The incredible high-quality tan-leather interior was cut, stitched, and stretched by the talented hands of Gabe Lopez at Gabe's Upholstery in Bloomington, California. The stock steel dash was smoothed and painted the body color. It was filled with 10 Auto Meter silver faced gauges: oil pressure, pyrometer, boost, fuel, water temp, fuel pressure, voltage, air pressure, speedometer, and tachometer. The custom-built center console houses the B&M ratchet shifter, Gear Vendors Under/Overdrive switch. A central Air Ride Technologies control panel is located above the three switches for the electric side and back windows. The bottom row of covered toggle switches activate the electric fuel pump, cooling radiator fan, and rear license plate. The seats were borrowed from an '89 Toyota Celica, which were then modified, reshaped, and covered in high-quality tan leather with sectioned inserts. The custom-built door panels were embossed with flames, while the sectioned inserts and armrests match the seamless headliner. The sorrel carpet matches the rest of the Terraplane's dcor. Under the tan canvas-covered tonneau is a matching tan leather bed floor and side-panels. The music to Dan's ears is the rhythm of the Arias engine's loppy cam and open headers.
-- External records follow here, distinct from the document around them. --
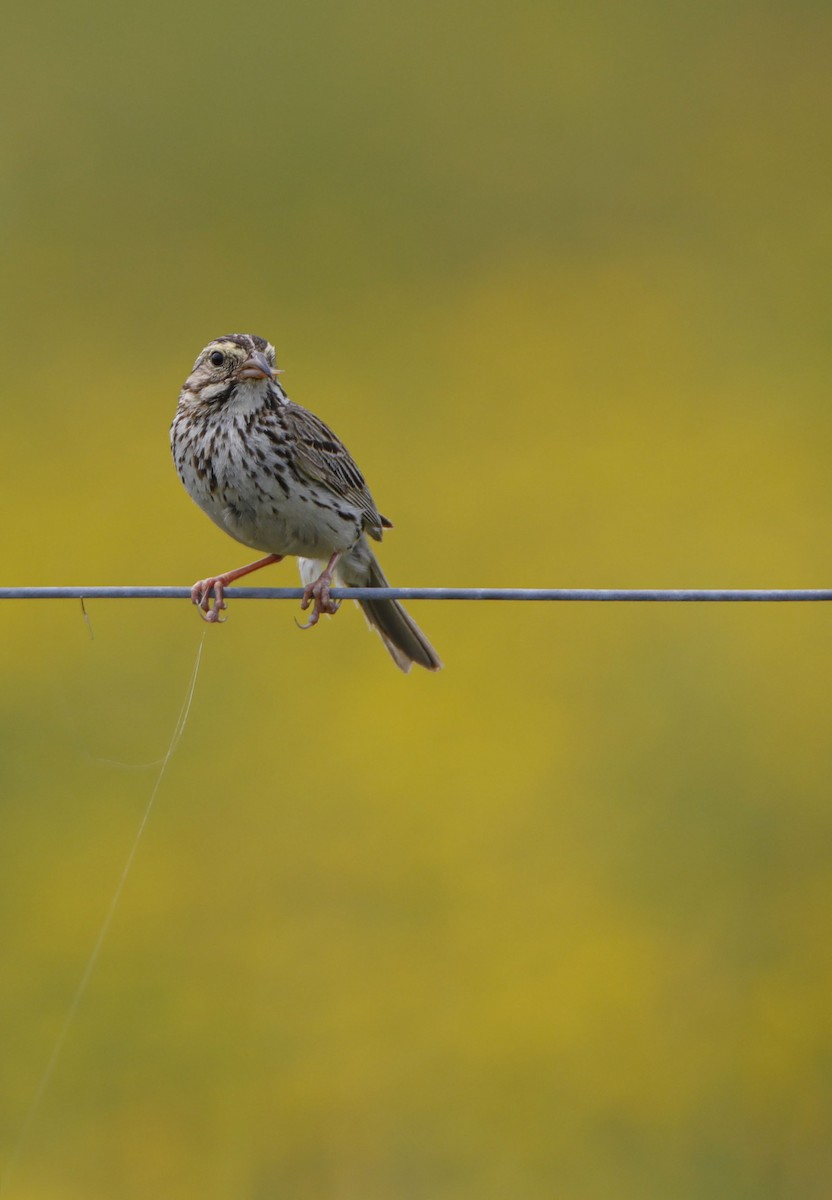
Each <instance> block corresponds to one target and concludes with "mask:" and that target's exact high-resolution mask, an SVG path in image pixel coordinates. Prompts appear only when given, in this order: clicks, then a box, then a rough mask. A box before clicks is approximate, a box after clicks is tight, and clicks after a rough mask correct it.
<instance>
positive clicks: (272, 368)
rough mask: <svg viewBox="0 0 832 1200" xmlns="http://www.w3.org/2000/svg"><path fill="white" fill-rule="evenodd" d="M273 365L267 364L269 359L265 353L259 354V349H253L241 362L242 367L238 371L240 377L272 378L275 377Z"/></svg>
mask: <svg viewBox="0 0 832 1200" xmlns="http://www.w3.org/2000/svg"><path fill="white" fill-rule="evenodd" d="M275 373H276V372H275V370H274V367H271V366H269V360H268V359H267V356H265V354H261V352H259V350H253V352H252V353H251V354H250V355H249V358H247V359H246V360H245V362H244V364H243V368H241V370H240V372H239V378H240V379H274V377H275Z"/></svg>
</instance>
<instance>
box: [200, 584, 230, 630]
mask: <svg viewBox="0 0 832 1200" xmlns="http://www.w3.org/2000/svg"><path fill="white" fill-rule="evenodd" d="M225 593H226V577H225V576H223V575H213V576H211V577H210V578H208V580H197V582H196V583H194V584H193V587H192V588H191V604H194V605H196V606H197V607H198V608H199V616H200V617H202V619H203V620H206V622H209V623H210V624H211V625H214V624H222V622H225V620H226V619H227V618H226V617H221V616H220V613H221V612H222V610H223V608H227V607H228V605H227V604H226V595H225ZM211 600H214V604H211Z"/></svg>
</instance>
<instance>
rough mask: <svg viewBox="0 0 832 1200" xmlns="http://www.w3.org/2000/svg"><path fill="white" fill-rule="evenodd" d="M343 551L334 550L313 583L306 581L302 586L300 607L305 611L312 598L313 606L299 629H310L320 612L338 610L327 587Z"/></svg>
mask: <svg viewBox="0 0 832 1200" xmlns="http://www.w3.org/2000/svg"><path fill="white" fill-rule="evenodd" d="M342 553H343V551H341V550H336V551H335V553H334V554H333V556H331V558H330V559H329V562H328V563H327V565H325V568H324V569H323V571H322V572H321V575H319V576H318V577H317V580H316V581H315V582H313V583H307V584H306V587H305V588H304V599H303V600H301V601H300V607H301V608H303V610H304V611H305V610H306V608H309V606H310V605H311V604H312V601H313V600H315V607H313V608H312V612H311V613H310V618H309V620H307V622H306V624H305V625H301V626H300V628H301V629H311V628H312V625H317V624H318V618H319V617H321V613H322V612H328V613H330V614H331V613H335V612H337V611H339V602H337V600H333V598H331V596H330V594H329V589H330V588H331V586H333V571H334V570H335V566H336V564H337V560H339V558H340V557H341V554H342Z"/></svg>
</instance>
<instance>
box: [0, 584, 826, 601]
mask: <svg viewBox="0 0 832 1200" xmlns="http://www.w3.org/2000/svg"><path fill="white" fill-rule="evenodd" d="M303 594H304V592H303V588H228V589H227V590H226V598H227V599H228V600H300V599H301V596H303ZM331 595H333V599H335V600H561V601H565V600H570V601H575V600H582V601H610V600H619V601H670V602H680V601H682V602H702V601H720V602H723V601H743V602H748V601H786V600H792V601H795V600H802V601H807V600H832V588H830V589H825V588H333V592H331ZM190 598H191V589H190V588H179V587H178V588H169V587H90V588H0V600H190Z"/></svg>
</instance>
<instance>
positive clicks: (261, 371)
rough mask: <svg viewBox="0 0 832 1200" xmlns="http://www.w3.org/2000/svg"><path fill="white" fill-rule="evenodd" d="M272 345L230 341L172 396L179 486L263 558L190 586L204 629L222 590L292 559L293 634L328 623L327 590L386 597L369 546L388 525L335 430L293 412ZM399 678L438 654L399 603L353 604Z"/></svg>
mask: <svg viewBox="0 0 832 1200" xmlns="http://www.w3.org/2000/svg"><path fill="white" fill-rule="evenodd" d="M281 373H282V372H281V371H280V370H279V368H277V366H276V356H275V348H274V346H273V344H271V343H270V342H268V341H265V338H263V337H257V336H255V335H253V334H227V335H226V336H223V337H216V338H215V340H214V341H213V342H209V343H208V346H205V348H204V349H203V350H200V353H199V355H198V356H197V360H196V362H194V364H193V368H192V371H191V373H190V374H188V377H187V379H186V380H185V383H184V385H182V389H181V391H180V394H179V403H178V406H176V413H175V415H174V418H173V424H172V426H170V449H172V452H173V458H174V463H175V467H176V470H178V473H179V478H180V479H181V481H182V484H184V485H185V488H186V491H187V492H188V494H190V496H191V498H192V499H193V500H196V503H197V504H198V505H199V508H200V509H202V510H203V512H205V514H206V515H208V516H209V517H210V518H211V521H214V522H215V524H217V526H219V527H220V528H221V529H225V532H226V533H228V534H231V536H232V538H234V539H235V540H237V541H239V542H243V545H244V546H249V547H250V548H252V550H258V551H262V552H265V557H264V558H259V559H257V562H255V563H249V564H247V565H245V566H239V568H237V569H235V570H232V571H226V572H225V574H222V575H211V576H208V577H206V578H204V580H198V581H197V582H196V583H194V584H193V587H192V589H191V600H192V602H193V604H194V605H197V607H198V610H199V613H200V616H202V617H203V618H204V619H205V620H208V622H219V620H222V619H223V618H221V616H220V613H221V612H222V611H223V610H225V608H226V607H227V605H226V600H225V589H226V587H227V586H228V584H229V583H232V582H233V581H234V580H239V578H241V577H243V576H245V575H250V574H251V572H252V571H257V570H261V568H263V566H268V565H269V564H271V563H279V562H280V560H281V559H282V558H286V557H288V556H293V557H297V558H298V565H299V568H300V577H301V582H303V584H304V594H303V600H301V608H303V610H304V611H307V610H311V612H310V616H309V619H307V620H306V623H305V624H304V625H301V629H310V628H312V626H313V625H316V624H317V623H318V619H319V618H321V616H322V614H323V613H328V614H331V613H335V612H336V611H337V608H339V605H337V602H336V601H335V600H334V598H333V596H331V595H330V588H331V587H333V586H334V584H335V586H336V587H337V586H340V587H360V588H385V587H388V586H389V584H388V582H387V580H385V577H384V574H383V572H382V569H381V566H379V564H378V559H377V558H376V556H375V553H373V551H372V547H371V546H370V541H369V539H372V540H373V541H381V540H382V536H383V532H384V530H385V529H390V528H393V522H390V521H389V520H388V518H387V517H384V516H382V515H381V512H379V511H378V509H377V506H376V502H375V500H373V498H372V496H371V494H370V490H369V488H367V485H366V482H365V480H364V475H363V474H361V472H360V470H359V469H358V467H357V464H355V462H354V461H353V458H352V456H351V455H349V451H348V450H347V448H346V446H345V444H343V443H342V442H341V440H340V438H337V437H336V434H335V433H333V431H331V430H330V428H329V427H328V426H327V425H324V422H323V421H322V420H321V418H318V416H316V415H315V414H313V413H311V412H310V410H309V409H306V408H301V406H300V404H295V403H293V402H292V401H291V400H289V397H288V396H287V395H286V392H285V391H283V388H282V386H281V384H280V382H279V379H277V377H279V376H280V374H281ZM358 604H359V605H360V607H361V608H363V610H364V614H365V617H366V619H367V623H369V624H370V626H371V628H372V629H375V630H376V631H377V632H378V634H379V635H381V638H382V641H383V643H384V646H385V647H387V649H388V652H389V653H390V655H391V658H393V660H394V662H395V664H396V666H397V667H400V670H402V671H405V672H408V671H409V670H411V666H412V665H413V664H414V662H415V664H418V665H419V666H421V667H425V668H426V670H427V671H438V670H439V667H441V666H442V662H441V660H439V656H438V654H437V653H436V650H435V649H433V647H432V646H431V643H430V642H429V641H427V638H426V637H425V635H424V634H423V632H421V630H420V629H419V626H418V625H417V624H415V622H414V620H413V618H412V617H411V616H409V614H408V613H407V612H406V611H405V608H403V607H402V606H401V605H400V604H399V601H396V600H359V601H358Z"/></svg>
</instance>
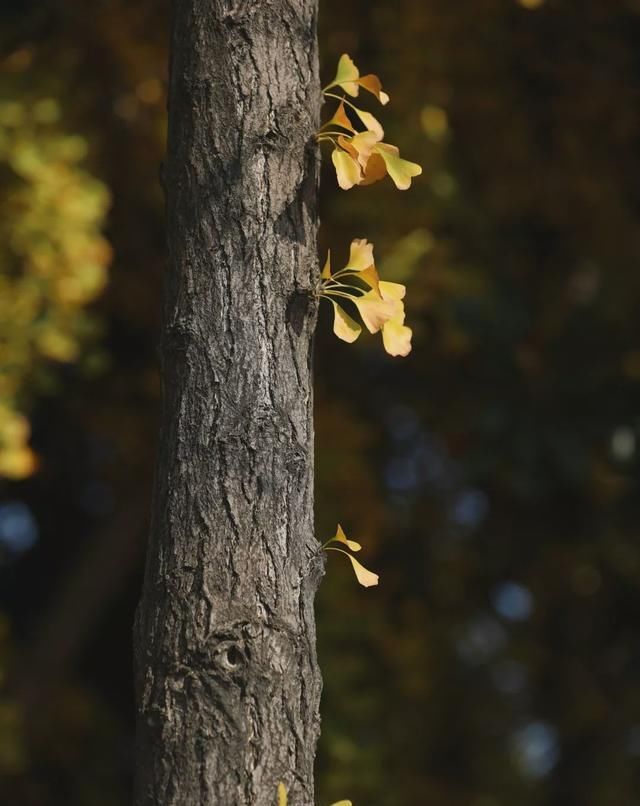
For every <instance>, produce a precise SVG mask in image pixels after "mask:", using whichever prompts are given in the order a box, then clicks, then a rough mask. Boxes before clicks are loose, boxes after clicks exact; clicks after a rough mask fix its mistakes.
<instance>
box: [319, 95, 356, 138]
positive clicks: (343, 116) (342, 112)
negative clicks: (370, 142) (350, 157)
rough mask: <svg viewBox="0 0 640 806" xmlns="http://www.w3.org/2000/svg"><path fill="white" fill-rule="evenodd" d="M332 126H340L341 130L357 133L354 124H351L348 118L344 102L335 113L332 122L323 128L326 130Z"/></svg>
mask: <svg viewBox="0 0 640 806" xmlns="http://www.w3.org/2000/svg"><path fill="white" fill-rule="evenodd" d="M330 126H339V127H340V128H341V129H346V130H347V131H350V132H355V131H356V130H355V129H354V128H353V124H352V123H351V121H350V120H349V118H348V117H347V113H346V112H345V109H344V102H343V101H340V105H339V106H338V108H337V109H336V111H335V112H334V114H333V117H332V118H331V120H328V121H327V122H326V123H325V124H324V126H323V127H322V128H323V129H326V128H328V127H330Z"/></svg>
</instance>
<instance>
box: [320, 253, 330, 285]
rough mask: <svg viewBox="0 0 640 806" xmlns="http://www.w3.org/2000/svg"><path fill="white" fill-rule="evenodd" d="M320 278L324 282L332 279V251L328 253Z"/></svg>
mask: <svg viewBox="0 0 640 806" xmlns="http://www.w3.org/2000/svg"><path fill="white" fill-rule="evenodd" d="M320 277H321V278H322V279H323V280H330V279H331V250H329V251H328V252H327V259H326V260H325V262H324V266H323V269H322V272H321V273H320Z"/></svg>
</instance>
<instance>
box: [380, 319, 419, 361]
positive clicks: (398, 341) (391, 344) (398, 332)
mask: <svg viewBox="0 0 640 806" xmlns="http://www.w3.org/2000/svg"><path fill="white" fill-rule="evenodd" d="M411 336H412V332H411V328H410V327H407V326H406V325H403V324H402V322H400V321H398V320H397V319H390V320H389V321H388V322H385V324H384V325H383V326H382V344H383V345H384V349H385V351H386V352H387V353H388V354H389V355H393V356H399V355H401V356H405V355H409V353H410V352H411Z"/></svg>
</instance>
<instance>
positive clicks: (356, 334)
mask: <svg viewBox="0 0 640 806" xmlns="http://www.w3.org/2000/svg"><path fill="white" fill-rule="evenodd" d="M331 302H332V304H333V314H334V315H333V332H334V333H335V334H336V336H337V337H338V338H339V339H342V341H346V342H349V344H351V342H354V341H355V340H356V339H357V338H358V336H359V335H360V334H361V333H362V328H361V327H360V325H359V324H358V323H357V322H355V321H354V320H353V319H352V318H351V317H350V316H349V314H348V313H347V312H346V311H345V310H343V308H341V307H340V305H338V303H337V302H335V300H331Z"/></svg>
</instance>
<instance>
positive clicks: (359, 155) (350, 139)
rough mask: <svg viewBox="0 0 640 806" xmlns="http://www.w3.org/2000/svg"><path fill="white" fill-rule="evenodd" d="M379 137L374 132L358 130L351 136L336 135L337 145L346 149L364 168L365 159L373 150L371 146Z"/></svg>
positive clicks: (368, 159)
mask: <svg viewBox="0 0 640 806" xmlns="http://www.w3.org/2000/svg"><path fill="white" fill-rule="evenodd" d="M379 140H380V138H379V137H378V135H377V134H376V133H375V132H359V133H358V134H355V135H354V136H353V137H344V136H343V135H340V136H339V137H338V145H339V146H340V147H341V148H343V149H344V150H345V151H347V152H348V153H349V154H350V155H351V156H352V157H353V159H355V160H357V161H358V164H359V165H360V167H361V168H362V169H363V170H364V169H365V168H366V165H367V161H368V160H369V157H370V156H371V154H372V152H373V147H374V146H375V144H376V143H377V142H379Z"/></svg>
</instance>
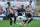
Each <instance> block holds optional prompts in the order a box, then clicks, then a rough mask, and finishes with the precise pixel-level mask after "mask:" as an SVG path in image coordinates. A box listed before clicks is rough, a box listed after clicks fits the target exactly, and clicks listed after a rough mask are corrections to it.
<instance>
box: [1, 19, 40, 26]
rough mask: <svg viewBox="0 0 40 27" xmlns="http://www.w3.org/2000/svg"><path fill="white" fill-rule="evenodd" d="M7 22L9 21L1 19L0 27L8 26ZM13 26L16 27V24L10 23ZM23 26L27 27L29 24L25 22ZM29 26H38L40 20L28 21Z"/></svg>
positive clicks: (17, 20) (18, 22)
mask: <svg viewBox="0 0 40 27" xmlns="http://www.w3.org/2000/svg"><path fill="white" fill-rule="evenodd" d="M17 22H18V23H19V22H20V21H19V20H17ZM9 24H10V21H9V20H3V21H0V27H9ZM12 24H13V25H12V26H13V27H18V25H17V24H14V23H12ZM25 27H29V25H28V24H27V23H26V25H25ZM30 27H40V20H33V21H32V22H31V23H30Z"/></svg>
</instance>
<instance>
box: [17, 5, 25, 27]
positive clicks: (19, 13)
mask: <svg viewBox="0 0 40 27" xmlns="http://www.w3.org/2000/svg"><path fill="white" fill-rule="evenodd" d="M17 11H18V18H19V19H20V20H21V21H22V23H23V27H24V17H23V16H22V13H23V12H25V9H24V5H21V8H20V9H18V10H17Z"/></svg>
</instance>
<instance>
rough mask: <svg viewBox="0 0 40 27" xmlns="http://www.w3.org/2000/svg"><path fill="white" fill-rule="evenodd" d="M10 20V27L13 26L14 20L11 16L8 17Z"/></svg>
mask: <svg viewBox="0 0 40 27" xmlns="http://www.w3.org/2000/svg"><path fill="white" fill-rule="evenodd" d="M8 18H9V19H10V27H11V26H12V18H11V15H8Z"/></svg>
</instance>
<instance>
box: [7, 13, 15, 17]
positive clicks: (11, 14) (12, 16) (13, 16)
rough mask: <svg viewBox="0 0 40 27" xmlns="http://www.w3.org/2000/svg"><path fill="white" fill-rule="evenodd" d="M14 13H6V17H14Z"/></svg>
mask: <svg viewBox="0 0 40 27" xmlns="http://www.w3.org/2000/svg"><path fill="white" fill-rule="evenodd" d="M14 16H15V15H14V14H10V15H8V16H7V17H14Z"/></svg>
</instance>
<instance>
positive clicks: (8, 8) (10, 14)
mask: <svg viewBox="0 0 40 27" xmlns="http://www.w3.org/2000/svg"><path fill="white" fill-rule="evenodd" d="M7 4H8V7H6V11H7V13H6V14H7V17H8V18H9V19H10V27H12V18H11V17H14V23H16V22H15V20H16V19H15V18H16V17H15V13H14V11H13V9H12V7H11V4H10V2H7Z"/></svg>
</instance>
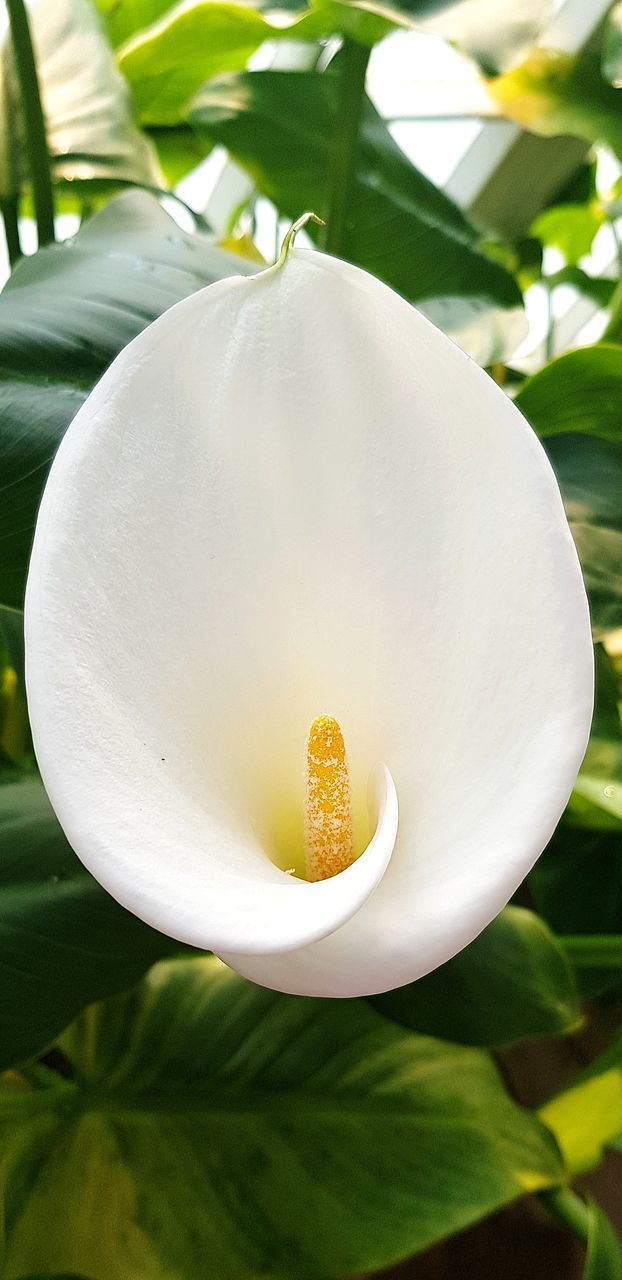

He figures, who needs a sound system? It would only collect dust.
The first time Dan and Mary rolled in Timeless at the '06 Northwest Motorfest in Boise, Idaho, it won Best of Show. It continued its show-stopping abilities at Hot August Nights in Reno, Nevada, and was also featured at the SEMA Show in Las Vegas, Nevada. This year it was shown at the prestigious "Blackies Show" in Fresno, California. Its next stop will be the Goodguys Del Mar Show and at the Havoc Truckin' Lake Havasu Show.
Dowdy's, '37 Terraplane is a perfect example of daring to be different.